Blog: Digital Financial Reporting (using XBRL) - XBRL-based structured digital financial reporting

BLOG: Digital Financial Reporting

This is a blog for information relating to digital financial reporting. This blog is basically my "lab notebook" for experimenting and learning about XBRL-based digital financial reporting. This is my brain storming platform. This is where I think out loud (i.e. publicly) about digital financial reporting. This information is for innovators and early adopters who are ushering in a new era of accounting, reporting, auditing, and analysis in a digital environment.

Much of the information contained in this blog is synthasized, summarized, condensed, better organized and articulated in my book XBRL for Dummies and in the chapters of Intelligent XBRL-based Digital Financial Reporting. If you have any questions, feel free to contact me.

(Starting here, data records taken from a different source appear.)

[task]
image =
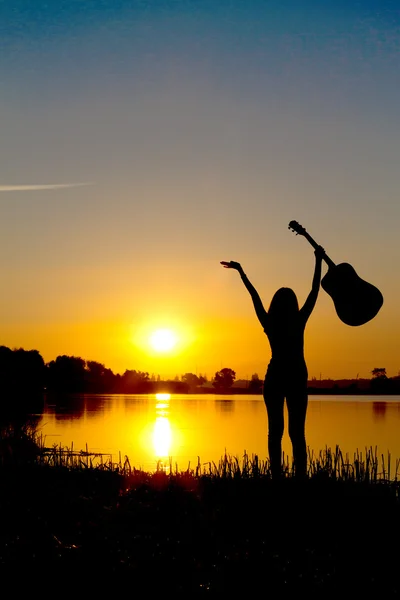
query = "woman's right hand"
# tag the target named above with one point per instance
(319, 253)
(232, 265)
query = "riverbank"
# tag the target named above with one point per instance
(228, 529)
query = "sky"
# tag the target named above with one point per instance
(144, 142)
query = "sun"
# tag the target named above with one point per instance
(163, 340)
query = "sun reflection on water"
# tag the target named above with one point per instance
(162, 431)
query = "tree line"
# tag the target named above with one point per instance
(25, 371)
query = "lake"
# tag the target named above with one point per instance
(152, 428)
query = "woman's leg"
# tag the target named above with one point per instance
(297, 410)
(274, 401)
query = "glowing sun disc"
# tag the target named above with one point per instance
(163, 340)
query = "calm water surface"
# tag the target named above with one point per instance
(149, 428)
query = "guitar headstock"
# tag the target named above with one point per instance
(297, 228)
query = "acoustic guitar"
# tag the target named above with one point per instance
(356, 301)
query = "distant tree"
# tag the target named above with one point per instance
(224, 378)
(135, 381)
(21, 371)
(379, 373)
(99, 379)
(380, 384)
(192, 380)
(67, 374)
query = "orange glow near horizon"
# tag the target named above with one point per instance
(163, 340)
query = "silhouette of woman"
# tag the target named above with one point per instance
(287, 375)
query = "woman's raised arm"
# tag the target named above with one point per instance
(309, 304)
(258, 305)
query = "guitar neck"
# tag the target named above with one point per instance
(314, 244)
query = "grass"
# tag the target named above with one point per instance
(79, 518)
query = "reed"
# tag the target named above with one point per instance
(25, 444)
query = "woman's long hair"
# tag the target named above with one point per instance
(284, 305)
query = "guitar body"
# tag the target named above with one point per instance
(356, 301)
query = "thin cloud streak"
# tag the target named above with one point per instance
(47, 186)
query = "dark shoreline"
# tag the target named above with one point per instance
(197, 535)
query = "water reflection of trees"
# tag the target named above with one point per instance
(379, 409)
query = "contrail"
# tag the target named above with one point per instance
(33, 188)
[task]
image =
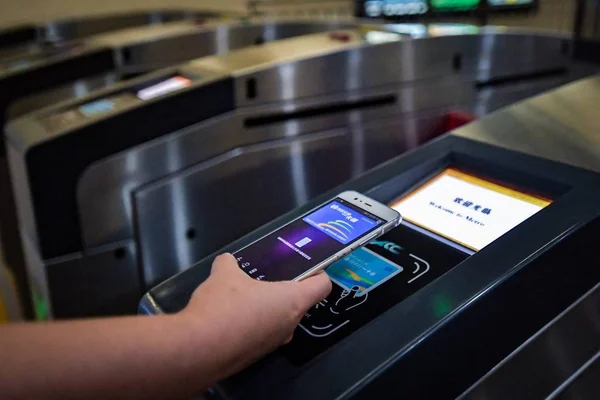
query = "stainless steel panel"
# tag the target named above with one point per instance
(186, 216)
(549, 359)
(103, 281)
(104, 188)
(216, 38)
(110, 181)
(561, 125)
(281, 73)
(141, 50)
(59, 31)
(74, 90)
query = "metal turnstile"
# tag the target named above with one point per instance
(516, 318)
(104, 60)
(23, 40)
(145, 189)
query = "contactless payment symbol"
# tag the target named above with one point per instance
(364, 269)
(338, 226)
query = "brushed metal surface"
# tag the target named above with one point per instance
(111, 180)
(187, 215)
(548, 359)
(140, 50)
(63, 30)
(561, 125)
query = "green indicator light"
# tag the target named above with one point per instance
(40, 307)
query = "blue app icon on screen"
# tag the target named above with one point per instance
(342, 223)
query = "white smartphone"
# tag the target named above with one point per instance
(318, 238)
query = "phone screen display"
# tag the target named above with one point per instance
(466, 209)
(304, 243)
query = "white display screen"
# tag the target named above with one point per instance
(164, 87)
(468, 210)
(500, 3)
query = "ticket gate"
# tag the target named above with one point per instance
(35, 38)
(146, 187)
(104, 60)
(489, 287)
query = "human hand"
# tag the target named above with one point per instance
(249, 318)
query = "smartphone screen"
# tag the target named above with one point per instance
(302, 244)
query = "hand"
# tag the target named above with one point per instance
(250, 318)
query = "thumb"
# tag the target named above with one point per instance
(314, 289)
(225, 262)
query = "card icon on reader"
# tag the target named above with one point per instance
(363, 268)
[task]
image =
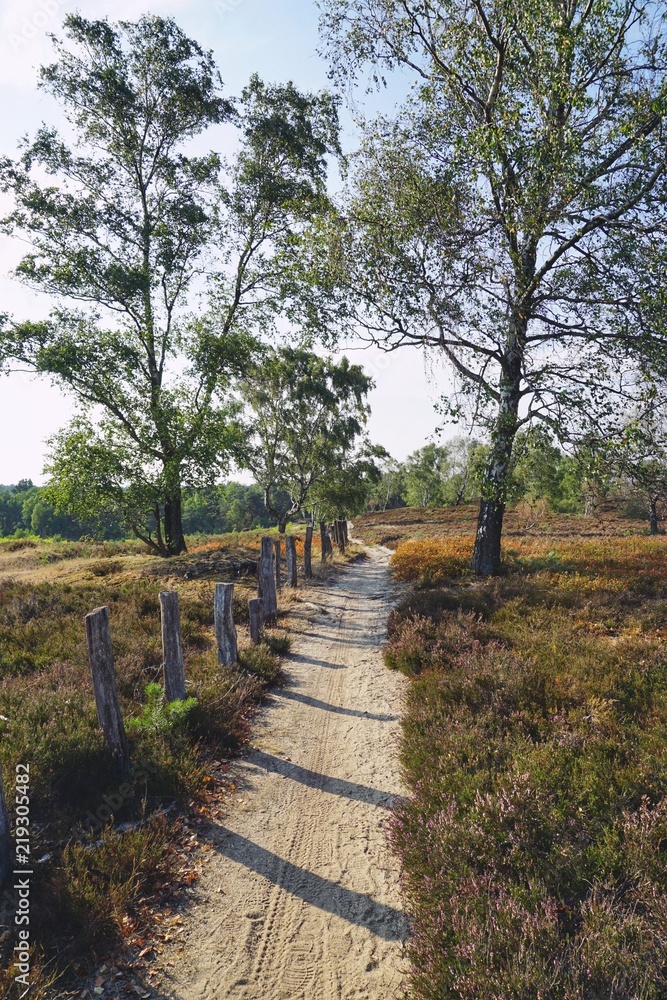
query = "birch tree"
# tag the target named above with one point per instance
(502, 216)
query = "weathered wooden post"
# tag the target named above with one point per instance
(290, 550)
(267, 580)
(256, 619)
(100, 657)
(225, 632)
(6, 846)
(308, 553)
(279, 582)
(172, 647)
(340, 537)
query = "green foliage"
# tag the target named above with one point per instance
(129, 217)
(510, 214)
(96, 885)
(263, 661)
(308, 413)
(159, 717)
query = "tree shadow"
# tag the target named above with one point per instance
(326, 707)
(357, 908)
(322, 782)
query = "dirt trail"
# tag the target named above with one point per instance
(300, 899)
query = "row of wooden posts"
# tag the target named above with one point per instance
(262, 610)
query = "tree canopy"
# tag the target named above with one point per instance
(511, 214)
(308, 413)
(128, 223)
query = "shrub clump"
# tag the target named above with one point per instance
(262, 661)
(429, 560)
(534, 746)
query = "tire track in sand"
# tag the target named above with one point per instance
(300, 900)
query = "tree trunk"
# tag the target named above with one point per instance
(290, 546)
(654, 515)
(486, 555)
(174, 539)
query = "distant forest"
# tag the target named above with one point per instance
(25, 511)
(433, 476)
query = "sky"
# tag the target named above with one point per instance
(275, 38)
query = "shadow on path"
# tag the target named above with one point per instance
(325, 706)
(323, 782)
(355, 907)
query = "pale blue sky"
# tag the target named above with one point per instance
(278, 40)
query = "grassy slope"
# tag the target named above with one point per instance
(83, 896)
(534, 840)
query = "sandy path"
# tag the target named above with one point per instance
(300, 899)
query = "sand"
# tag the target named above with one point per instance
(300, 898)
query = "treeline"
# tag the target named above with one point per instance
(25, 510)
(571, 483)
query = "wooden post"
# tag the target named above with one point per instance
(279, 582)
(256, 619)
(172, 647)
(308, 553)
(100, 656)
(340, 536)
(225, 631)
(267, 580)
(323, 541)
(6, 846)
(290, 548)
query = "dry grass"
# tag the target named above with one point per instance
(535, 749)
(391, 527)
(48, 719)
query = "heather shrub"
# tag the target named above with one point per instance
(534, 745)
(430, 561)
(263, 662)
(49, 720)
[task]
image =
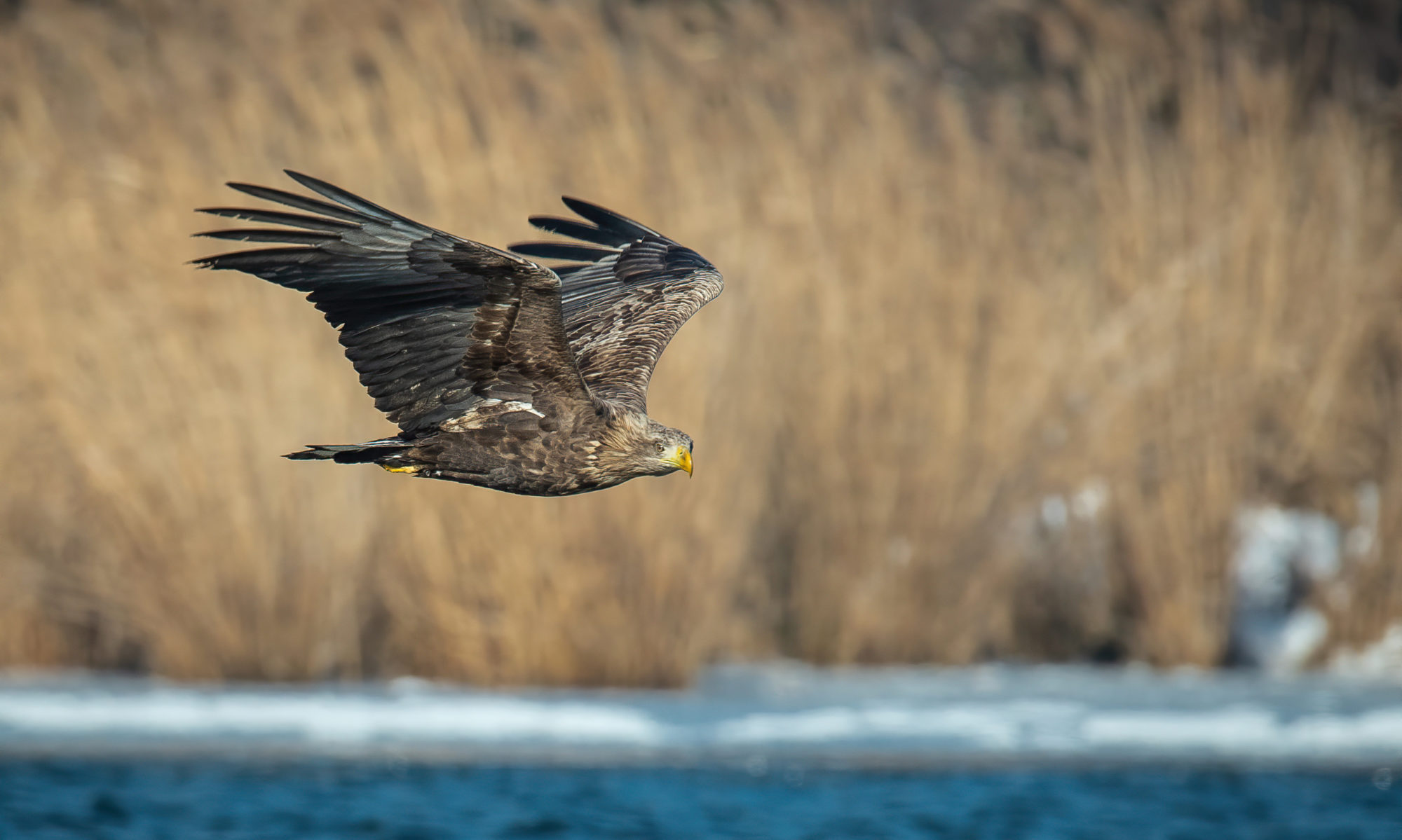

Entries from March 30, 2014 - April 5, 2014

Understanding Syntax

Syntax, or technical syntax, is the physical format of the information. There are presentation formats and there are representation formats. These are some of the more common file formats (which are technical syntaxes):

CSV (Comma Separated Values): Example
Fixed Width: Example
DIF (Data Interchange Format): Example
PRN (Printer Information): Example
ASCII Text: Example
Plain Text: Example
Excel (Binary): Example
Excel XML: Example
Word (Binary): Example
PDF: Example
RTF (Rich Text Format): Example
HTML: Example
HTML (view text): Example
XML (Traditional): Example
XBRL: Example
RDF/OWL (Draft, needs work): Example
JSON: Example

Each of those examples expresses the same information in a different way, using a different file format or technical syntax. Another way of saying this is that each file format has a different syntax but the information expressed is identical. There are lots of other file formats (see http://www.fileinfo.com/filetypes/data). Imagine having to write software to parse and use these different data formats. That is why global standard file formats are popular.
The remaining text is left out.